L’onda degli appelli telematici si scatena a ogni grande evento di cronaca, come uno tsunami che segue tragicamente lo sconquasso di una porzione di crosta terrestre.
Ne parlo con il massimo dell’autocritica. Nel senso che nel recente passato ci sono caduto anch’io, e ciò non vuole rappresentare alcuna attenuante.
Solo che andare appresso a uno sconsiderato che, nonostante il proprio ruolo istituzionale, si lancia con tutta la ruvida maleducazione possibile contro chiunque non la pensi come lui è cosa pericolosa. Quasi quanto il dare luogo a seriali iniziative di protesta che, seppure incanalate, previste, attese, non danno la certezza di successo di pubblico e di critica.
Perché è l’effetto sorpresa delle rivoluzioni pacifiche quello che la storia ha sempre premiato. Perché anziché mandare le foto a Repubblica autocertificandosi come “farabutti” o come “donne offese dal premier” si può scegliere di mandare un messaggio a quelli del Pd (o a un altro ectoplasma di opposizione). Della serie: “Se questo signore mi offende, la colpa è vostra e del vostro ombelichismo perdente” (ombelichismo è un bel rischio, per i sinonimi fate voi). Oppure si può scrivere direttamente a Palazzo Chigi, Piazza Colonna 370, 00187 Roma, o a redazione.web@governo.it.
Oppure, per i più pazienti, si può prendere un appunto per le prossime elezioni.
Il lanciarsi a spada tratta in campagne anonime e populiste (ripeto: io ammetto di averlo fatto) non deve illudere: queste adunate virtuali non servono a nulla se non a darci l’illusione che la coscienza si possa lavare col Vetril.
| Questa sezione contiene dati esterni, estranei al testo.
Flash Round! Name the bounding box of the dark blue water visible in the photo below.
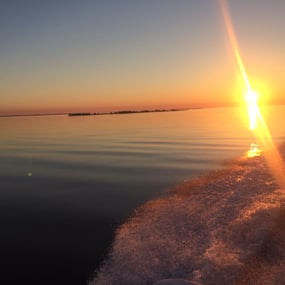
[0,107,284,284]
Quando si tratta di firme, persone fisiche, dati certi, le uniche cose che contano sono una carta d’identità e l’uso che se ne fa.
Se poi per sentirsi meglio ci si trastulla con le manifestazioni esibizionistiche allora è segno che quando l’onda è alta c’è chi si riduce a pensare che l’unico modo di sfuggire allo tsunami sia quello di svuotare il mare con paletta e secchiello.